There was a tremendous story on narrative in last week’s NYTimes Magazine.  This blog isn’t the place for politics – but I’ll grant myself an allowance tonight, because who is talking about anything else two days before a presidential election?  The essay centers around the importance of narrative in politics and the presidency.  The thesis is that Obama has made many effective policy decisions and changes in his past four years, but these realities don’t amount to much clout or influence without a contagious narrative.  Author Matt Bai cites a metaphor of a clothesline from which a presidential administration should hang its policies – and notes that this administration is missing such a connecting narrative.  He makes the bold assertion:  “Once you’re in office, the story you tell about and to the country isn’t some barely tolerable performance that distracts you from the job of being president. It is, to a large extent, the presidency itself.”

If creating a narrative to which people can connect is a job that is so, so very important…. why is it such a such a side note in education?  What if, instead of being pushed aside, stories become central to teaching and learning?  Helping people learn to share stories effectively; exploring how stories connect us; using storytelling as a foundation for authentic problem-solving; intertwining content and narrative, as Robert Krulwich suggests to CalTech’s graduating class in 2008:

You know, you know that when you receive your degree today, you are part of and you’re celebrating something very rare, and very precious, and very fragile in our world. This place celebrates freedom and because you are now free men and women, you have to protect what you’ve been given by helping others who haven’t been here, who are never coming here to understand the value of what you do and what your teachers do, and what their predecessors have done, which is why an hour or so from now when your brother, or your aunt or your mom asks you ‘So what have you been up to while you’ve been here?’, take a chance, find the words, find the metaphor, share the beauty, and tell them what’s on your mind. Tell them a story.

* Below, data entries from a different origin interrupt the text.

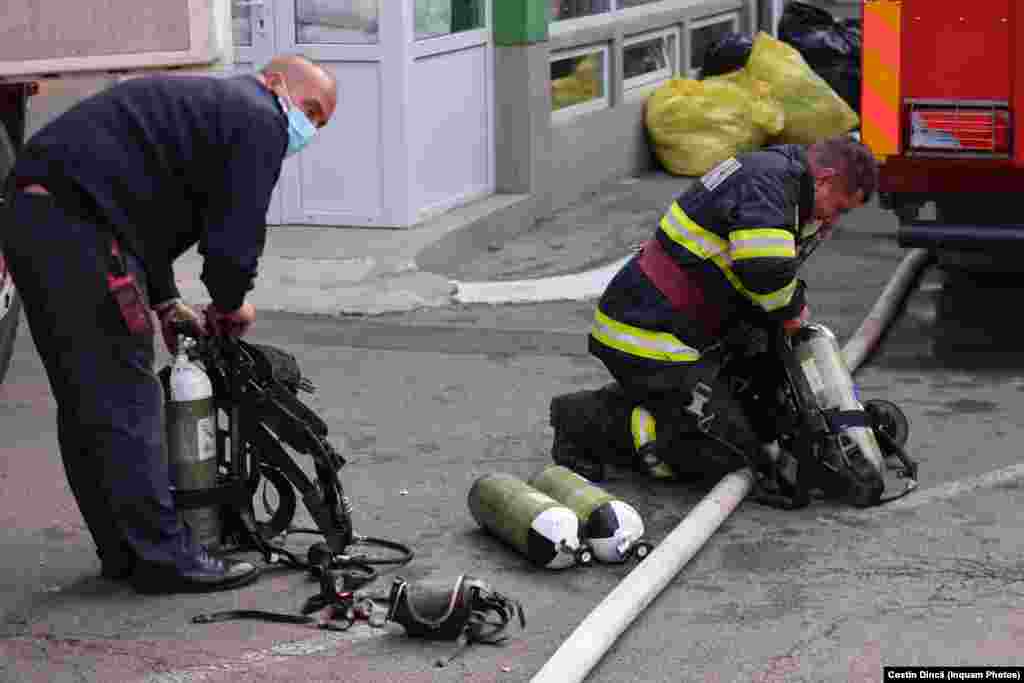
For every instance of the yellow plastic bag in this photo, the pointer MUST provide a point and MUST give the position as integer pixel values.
(583, 84)
(695, 125)
(813, 111)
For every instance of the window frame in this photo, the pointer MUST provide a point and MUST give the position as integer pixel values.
(673, 38)
(591, 105)
(695, 25)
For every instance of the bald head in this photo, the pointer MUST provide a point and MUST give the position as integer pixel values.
(310, 87)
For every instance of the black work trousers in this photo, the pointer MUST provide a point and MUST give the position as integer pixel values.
(110, 402)
(667, 392)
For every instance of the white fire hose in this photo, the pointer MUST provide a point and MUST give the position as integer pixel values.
(598, 632)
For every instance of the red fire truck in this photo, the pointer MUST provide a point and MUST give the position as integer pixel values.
(942, 97)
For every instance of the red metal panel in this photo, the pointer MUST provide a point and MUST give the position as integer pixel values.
(1017, 76)
(956, 49)
(937, 176)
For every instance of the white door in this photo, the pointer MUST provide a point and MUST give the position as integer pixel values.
(450, 105)
(339, 178)
(253, 33)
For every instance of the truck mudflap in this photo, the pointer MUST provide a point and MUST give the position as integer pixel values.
(960, 237)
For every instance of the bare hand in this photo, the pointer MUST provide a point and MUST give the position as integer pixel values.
(232, 324)
(173, 313)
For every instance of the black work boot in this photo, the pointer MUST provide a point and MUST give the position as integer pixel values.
(569, 447)
(199, 573)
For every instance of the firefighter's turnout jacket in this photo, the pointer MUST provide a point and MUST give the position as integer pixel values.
(726, 250)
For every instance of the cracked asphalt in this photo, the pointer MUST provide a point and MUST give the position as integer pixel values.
(424, 402)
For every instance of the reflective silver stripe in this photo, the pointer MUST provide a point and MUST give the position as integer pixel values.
(654, 345)
(776, 299)
(760, 245)
(684, 231)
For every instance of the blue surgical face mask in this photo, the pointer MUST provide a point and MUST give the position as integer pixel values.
(300, 128)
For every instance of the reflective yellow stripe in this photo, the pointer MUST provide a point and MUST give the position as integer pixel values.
(750, 243)
(642, 424)
(681, 229)
(774, 300)
(762, 242)
(643, 343)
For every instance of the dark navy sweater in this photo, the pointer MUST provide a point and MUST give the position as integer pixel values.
(166, 163)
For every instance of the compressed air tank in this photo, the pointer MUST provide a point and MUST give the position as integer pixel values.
(823, 365)
(612, 528)
(192, 442)
(532, 522)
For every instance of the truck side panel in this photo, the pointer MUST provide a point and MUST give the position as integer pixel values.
(961, 50)
(880, 99)
(1017, 24)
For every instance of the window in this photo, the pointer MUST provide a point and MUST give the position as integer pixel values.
(440, 17)
(649, 58)
(568, 9)
(702, 35)
(579, 81)
(336, 22)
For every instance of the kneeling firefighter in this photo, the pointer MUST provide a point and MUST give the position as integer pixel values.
(722, 264)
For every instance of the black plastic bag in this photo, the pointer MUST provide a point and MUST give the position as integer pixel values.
(832, 48)
(726, 54)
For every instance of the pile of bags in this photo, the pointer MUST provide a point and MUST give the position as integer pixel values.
(775, 97)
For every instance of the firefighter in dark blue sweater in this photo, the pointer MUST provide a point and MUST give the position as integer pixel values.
(122, 184)
(726, 253)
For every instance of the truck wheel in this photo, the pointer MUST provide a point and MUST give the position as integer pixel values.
(10, 306)
(976, 210)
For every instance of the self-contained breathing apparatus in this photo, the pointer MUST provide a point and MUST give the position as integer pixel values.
(257, 386)
(799, 396)
(218, 469)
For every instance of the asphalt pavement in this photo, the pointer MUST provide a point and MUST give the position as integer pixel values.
(423, 394)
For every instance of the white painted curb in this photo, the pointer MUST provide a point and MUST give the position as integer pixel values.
(574, 287)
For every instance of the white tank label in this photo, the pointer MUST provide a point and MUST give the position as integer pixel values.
(813, 378)
(206, 433)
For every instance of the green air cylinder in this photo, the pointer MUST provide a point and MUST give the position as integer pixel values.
(192, 442)
(536, 524)
(612, 528)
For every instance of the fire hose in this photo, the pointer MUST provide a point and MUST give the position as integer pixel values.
(601, 628)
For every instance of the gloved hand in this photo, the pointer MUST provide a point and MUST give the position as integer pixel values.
(231, 324)
(173, 311)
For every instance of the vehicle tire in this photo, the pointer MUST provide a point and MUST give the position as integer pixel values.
(10, 306)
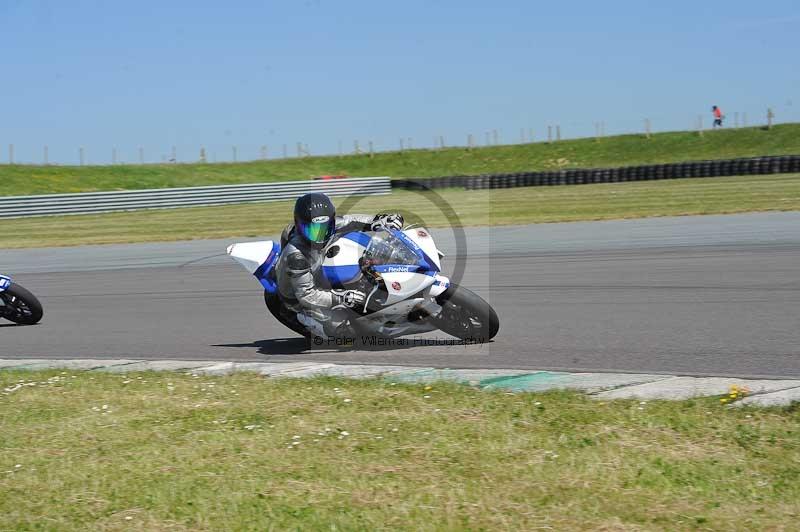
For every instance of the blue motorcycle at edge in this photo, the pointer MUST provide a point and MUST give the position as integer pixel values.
(17, 304)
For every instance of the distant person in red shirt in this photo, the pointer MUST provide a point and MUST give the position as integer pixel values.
(718, 116)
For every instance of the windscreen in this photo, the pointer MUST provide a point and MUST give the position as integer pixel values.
(387, 249)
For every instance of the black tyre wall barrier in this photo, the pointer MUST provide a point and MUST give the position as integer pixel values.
(580, 176)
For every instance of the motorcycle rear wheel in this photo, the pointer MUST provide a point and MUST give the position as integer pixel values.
(466, 315)
(20, 306)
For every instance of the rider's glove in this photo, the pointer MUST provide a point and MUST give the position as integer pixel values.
(387, 221)
(348, 298)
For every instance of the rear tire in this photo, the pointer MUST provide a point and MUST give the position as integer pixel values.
(21, 306)
(466, 315)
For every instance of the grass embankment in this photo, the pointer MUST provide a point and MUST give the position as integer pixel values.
(158, 451)
(495, 207)
(610, 151)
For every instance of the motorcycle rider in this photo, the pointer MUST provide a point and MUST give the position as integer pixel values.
(315, 223)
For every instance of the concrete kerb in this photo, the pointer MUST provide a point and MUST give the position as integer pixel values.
(761, 392)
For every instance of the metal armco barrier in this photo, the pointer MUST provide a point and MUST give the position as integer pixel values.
(129, 200)
(581, 176)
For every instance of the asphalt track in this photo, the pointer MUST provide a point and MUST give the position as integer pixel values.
(711, 295)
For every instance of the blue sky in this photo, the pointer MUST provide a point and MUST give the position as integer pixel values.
(156, 74)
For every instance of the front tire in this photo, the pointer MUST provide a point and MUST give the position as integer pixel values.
(20, 306)
(280, 313)
(466, 315)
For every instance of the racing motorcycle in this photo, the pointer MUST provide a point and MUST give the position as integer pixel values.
(17, 304)
(400, 273)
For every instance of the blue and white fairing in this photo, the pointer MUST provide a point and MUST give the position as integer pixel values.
(259, 258)
(5, 282)
(407, 261)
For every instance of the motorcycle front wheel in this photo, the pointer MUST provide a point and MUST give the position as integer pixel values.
(20, 306)
(466, 315)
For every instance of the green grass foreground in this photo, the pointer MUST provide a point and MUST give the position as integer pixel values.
(621, 150)
(169, 451)
(473, 208)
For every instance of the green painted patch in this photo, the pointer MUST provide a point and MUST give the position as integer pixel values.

I think the Moth story I heard tonight hit me so hard because this is now my sixth year in one place.  It’s the longest I’ve stayed at any job – and the more connected one gets to a community, the more real the stories become.  Sometimes stories just come through the grapevine of a community, whether you’re seeking them or not.   As I’m building connections with alumni, I’m beginning to understand more and more of the stories that run parallel to what a school purports itself to be about.  It’s also true that the nature of what I teach is social.  Students practice in the studio, and as they practice, they talk.  I ask for a lot of reflection, and they tell stories there.  And then this year there’s this whole little (huge) side project of moderating a newspaper….

Sometimes those stories are heartbreaking, sometimes they are hopeful, sometimes they are frustrating or frightening.  But never do they detract from the substance of teaching and learning.  Knowing stories helps me to connect with students, and to adjust and tailor content, and all of that is helpful.  But I think the real potential of story and narrative in education in under-tapped.

Maybe stories are sort of like green energy — this untapped, powerful resource that we’re a little scared of exploring, because starting to depend on narrative – or wind energy, or solar power – would be a profound (necessary?) systemic change.